Tuesday, February 24, 2009

Computer

Laurie
Computer
Starbucks, February 10, 2009

The right arrow key on my new Sony Vaio doesn’t advance. Otherwise, it’s a beaut with its matte black case and brilliant screen, dense with pixels. At Fry’s Electronics, Richards says it is ten times faster than the sluggish ThinkPad I’ve been using. It’s a present from him, and we float through payout because no one is buying anything in Phoenix. The great, black-box stadia of stuff are echoing ghost towns.

I leave Richard to set it up. We’ve already had a row about how, whenever he sits at my computer, I jump around, fearing he’ll change a setting. He’s experimental with machines, and they sense his power. He’s the computer whisperer. Me, I’m a set-me-up-exactly-as-I-like-it-and-don’t-teach-me-anything girl. The computer is me—like when your mother is cold and she says, “Put on a sweater.”
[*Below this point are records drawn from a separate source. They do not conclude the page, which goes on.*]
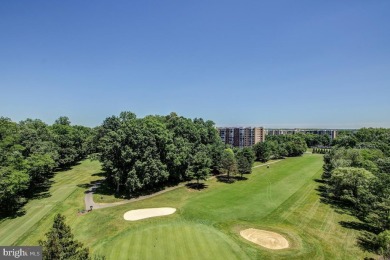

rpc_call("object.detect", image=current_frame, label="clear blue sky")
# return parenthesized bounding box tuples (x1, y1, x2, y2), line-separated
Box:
(1, 1, 389, 128)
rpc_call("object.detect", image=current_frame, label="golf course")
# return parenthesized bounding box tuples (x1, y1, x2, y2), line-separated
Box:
(0, 154, 374, 259)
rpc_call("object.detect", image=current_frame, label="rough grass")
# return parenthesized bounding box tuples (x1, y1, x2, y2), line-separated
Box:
(0, 155, 376, 259)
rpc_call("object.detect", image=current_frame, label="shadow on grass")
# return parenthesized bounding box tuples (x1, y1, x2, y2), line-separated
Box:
(55, 161, 81, 172)
(0, 202, 27, 220)
(216, 175, 235, 183)
(91, 172, 106, 177)
(314, 182, 352, 215)
(26, 179, 54, 200)
(235, 176, 248, 181)
(216, 174, 248, 183)
(357, 231, 380, 255)
(339, 221, 380, 234)
(185, 183, 208, 190)
(315, 177, 382, 255)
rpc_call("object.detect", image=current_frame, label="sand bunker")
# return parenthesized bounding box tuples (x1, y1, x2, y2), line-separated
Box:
(240, 228, 289, 249)
(123, 207, 176, 221)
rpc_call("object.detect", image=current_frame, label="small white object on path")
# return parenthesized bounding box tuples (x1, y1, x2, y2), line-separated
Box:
(252, 160, 282, 169)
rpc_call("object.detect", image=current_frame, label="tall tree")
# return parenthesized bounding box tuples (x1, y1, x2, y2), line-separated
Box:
(236, 147, 255, 178)
(39, 214, 89, 260)
(220, 148, 237, 181)
(186, 148, 211, 185)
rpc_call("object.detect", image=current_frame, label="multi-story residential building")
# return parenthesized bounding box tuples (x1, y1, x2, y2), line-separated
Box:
(266, 128, 337, 140)
(217, 127, 265, 148)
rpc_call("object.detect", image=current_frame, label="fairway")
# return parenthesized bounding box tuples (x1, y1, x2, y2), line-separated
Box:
(0, 160, 102, 246)
(0, 154, 375, 259)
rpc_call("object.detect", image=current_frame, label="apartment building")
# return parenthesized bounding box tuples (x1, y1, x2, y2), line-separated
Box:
(266, 128, 337, 140)
(217, 127, 265, 148)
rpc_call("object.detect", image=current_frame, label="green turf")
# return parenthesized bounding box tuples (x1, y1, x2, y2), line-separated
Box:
(0, 160, 102, 246)
(94, 221, 250, 260)
(0, 155, 375, 259)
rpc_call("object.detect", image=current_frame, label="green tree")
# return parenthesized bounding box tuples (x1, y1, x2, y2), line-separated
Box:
(50, 117, 78, 168)
(236, 147, 255, 178)
(377, 230, 390, 259)
(220, 148, 237, 181)
(186, 148, 211, 185)
(329, 167, 375, 214)
(253, 142, 272, 162)
(39, 214, 89, 260)
(0, 167, 29, 213)
(97, 112, 223, 195)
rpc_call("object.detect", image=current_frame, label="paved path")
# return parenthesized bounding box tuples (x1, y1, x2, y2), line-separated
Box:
(84, 160, 283, 210)
(252, 160, 282, 169)
(84, 182, 185, 210)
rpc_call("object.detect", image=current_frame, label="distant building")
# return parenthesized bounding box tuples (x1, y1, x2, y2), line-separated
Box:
(266, 128, 337, 140)
(217, 127, 265, 148)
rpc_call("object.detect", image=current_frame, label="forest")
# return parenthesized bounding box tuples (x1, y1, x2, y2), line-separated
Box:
(321, 128, 390, 258)
(0, 116, 95, 215)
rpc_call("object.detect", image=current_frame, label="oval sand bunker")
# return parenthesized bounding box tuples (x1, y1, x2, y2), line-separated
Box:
(240, 228, 289, 249)
(123, 207, 176, 221)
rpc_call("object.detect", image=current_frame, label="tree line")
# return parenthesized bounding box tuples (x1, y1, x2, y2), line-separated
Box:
(95, 112, 258, 194)
(1, 112, 314, 217)
(252, 134, 308, 162)
(0, 116, 95, 215)
(321, 128, 390, 258)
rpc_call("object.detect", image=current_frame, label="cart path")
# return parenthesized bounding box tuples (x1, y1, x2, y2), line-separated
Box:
(85, 160, 283, 210)
(84, 182, 185, 210)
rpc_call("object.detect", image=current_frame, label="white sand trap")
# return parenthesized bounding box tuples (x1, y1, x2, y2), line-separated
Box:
(240, 228, 289, 249)
(123, 207, 176, 221)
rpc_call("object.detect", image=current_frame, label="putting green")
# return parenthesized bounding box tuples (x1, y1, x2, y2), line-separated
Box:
(93, 221, 250, 260)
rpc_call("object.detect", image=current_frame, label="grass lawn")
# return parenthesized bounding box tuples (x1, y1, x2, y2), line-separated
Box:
(0, 155, 376, 259)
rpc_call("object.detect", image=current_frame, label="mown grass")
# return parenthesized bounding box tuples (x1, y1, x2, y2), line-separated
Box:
(0, 155, 375, 259)
(0, 160, 101, 246)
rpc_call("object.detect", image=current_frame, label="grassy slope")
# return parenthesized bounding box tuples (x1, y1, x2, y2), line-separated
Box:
(0, 155, 374, 259)
(0, 160, 102, 246)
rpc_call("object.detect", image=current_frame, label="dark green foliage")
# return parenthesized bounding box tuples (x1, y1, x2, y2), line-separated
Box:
(97, 112, 223, 195)
(0, 116, 93, 217)
(321, 128, 390, 255)
(253, 134, 307, 162)
(220, 148, 237, 181)
(186, 147, 212, 184)
(297, 133, 331, 147)
(377, 230, 390, 259)
(39, 214, 89, 260)
(50, 117, 94, 168)
(236, 147, 255, 178)
(0, 167, 29, 213)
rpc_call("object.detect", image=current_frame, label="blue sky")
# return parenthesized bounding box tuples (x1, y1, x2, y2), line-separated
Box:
(1, 1, 389, 128)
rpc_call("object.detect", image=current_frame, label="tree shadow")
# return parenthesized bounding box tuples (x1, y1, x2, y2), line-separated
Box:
(55, 161, 81, 172)
(91, 172, 106, 177)
(185, 183, 208, 190)
(315, 182, 353, 215)
(314, 178, 327, 184)
(339, 221, 381, 234)
(0, 203, 27, 220)
(357, 231, 380, 255)
(216, 175, 235, 183)
(26, 179, 54, 200)
(235, 176, 248, 181)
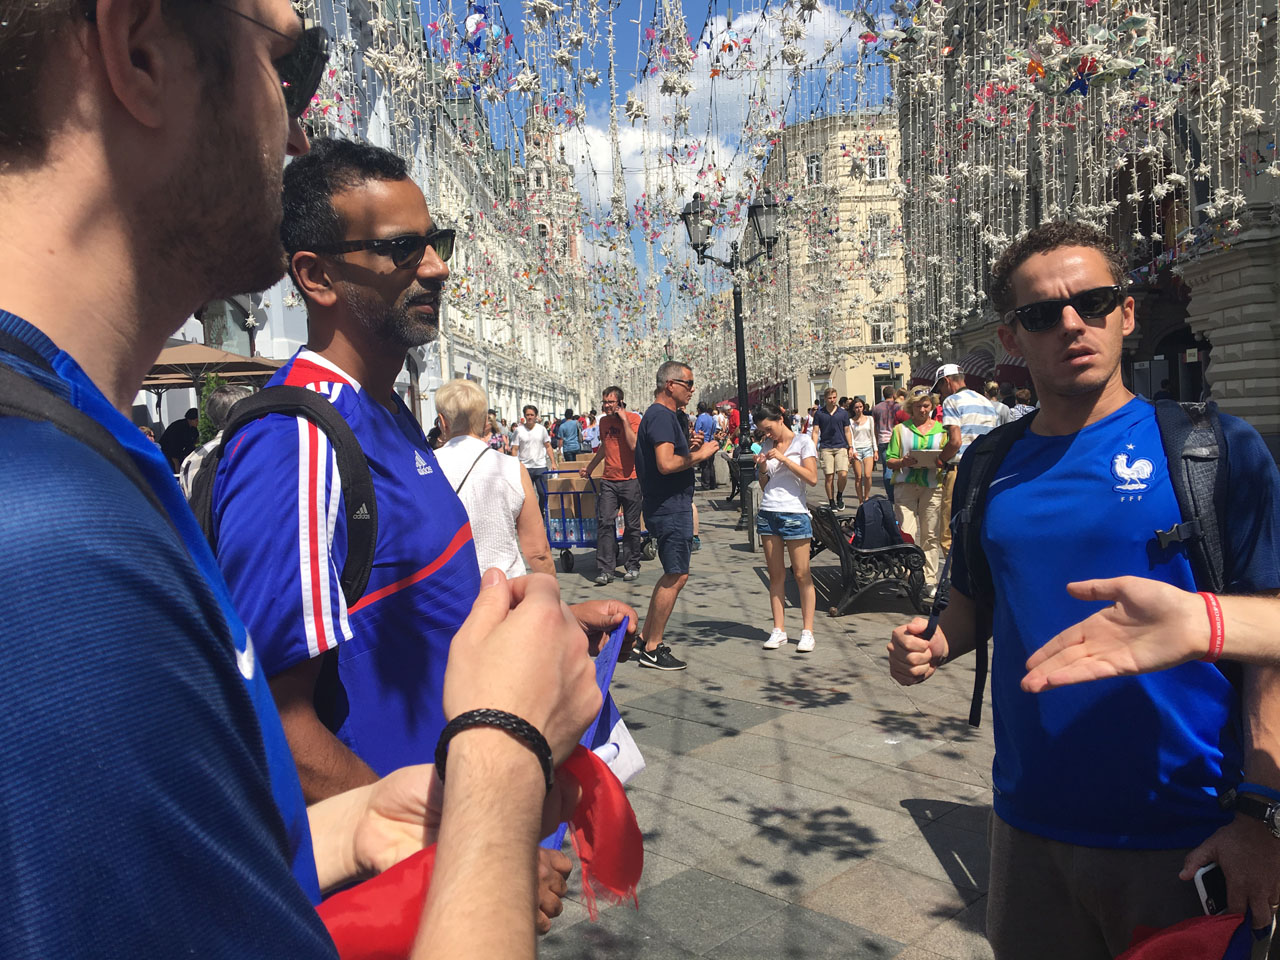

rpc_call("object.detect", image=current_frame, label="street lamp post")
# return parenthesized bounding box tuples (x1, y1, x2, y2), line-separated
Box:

Richard thinks AOL uncool but kindly installs a couple of versions that pretend to be upgrades but screw things up until we get one that works. Word 2007 looks unfamiliar, and I wake up asking, “What has happened to ‘select all’?” And, “How to you set line spacing?”

But soon the machine is ready and I begin working on a document, and the right arrow key is really sticking. Richard is working in the bedroom. I knock and go in. He looks up. “What?”

“The right arrow key doesn’t work.”

He sighs and rises. If he were telling this story, he would say I need things to be exactly so as a show of power and entitlement. He loathes shows of power and entitlement. He sits at my computer, and I give him a wide berth. He presses the right arrow key hard, tap, tap, like a mallet. “It works.”

“But I don’t type that way.”

He tries to lift up the key pad, but it won’t pry off. He presses it down again, firmly. He resets the speed of the keys, but nothing helps.

“What can I do?”

He shrugs. “I mostly use the space bar and the mouse. How often do hit the right arrow key?” He thinks I should get used to it, but I am thinking: I’m going to work on this computer for four or five years, many hours a day, and I will hit that key hundreds of times a day, and it will never work.

“I use that key a lot.”

He throws up his hands, and his eyes get dark. In his family, you don’t complain and you are never supposed to return something to a store. You suck it up and make the best of your situation, and you do not make others meet your needs, especially store clerks because, as Richard has pointed out many times, English clerks don’t believe in providing service. They despise being seen in that role and are contemptuous of anyone who reminds them of it. “Okay. Let’s put it in back the box and return it,” he shouts. “You don’t have to have a new computer. I’m not going to set up another one.”

“But shouldn’t it work?”

“Call Fry’s. They will send it to Sony, and it won’t arrive back here before you go to New York.”

I call Fry’s and a nice young man named Chris says, “Bring it back right away, and we’ll give you a new one.”

Richard calms down immediately. It’s the damnest thing. Thwe problem is off his hands, and he gets an idea. “Ask if they’ll swap out the hard drives.” Chris says he can do it but there may be a fee. Now we’re in my field of expertise. I say, politely but firmly, “I don’t think there should be a charge. I’ve had it less than a week.” Chris says I can speak to a manager, but by the time we arrive he’s already taken care of it. On the ride over, Richard is smiling and relaxed, and I say I will buy him the Grateful Dead CD he’s been wanting. Chris exchanges the hard drives, and I test the keys, and they all work, and we are out the door in twenty minutes, and all I can think is that living with my preferences and restlessness about Arizona—and thinking he has to fix everything—is making Richard’s head explode.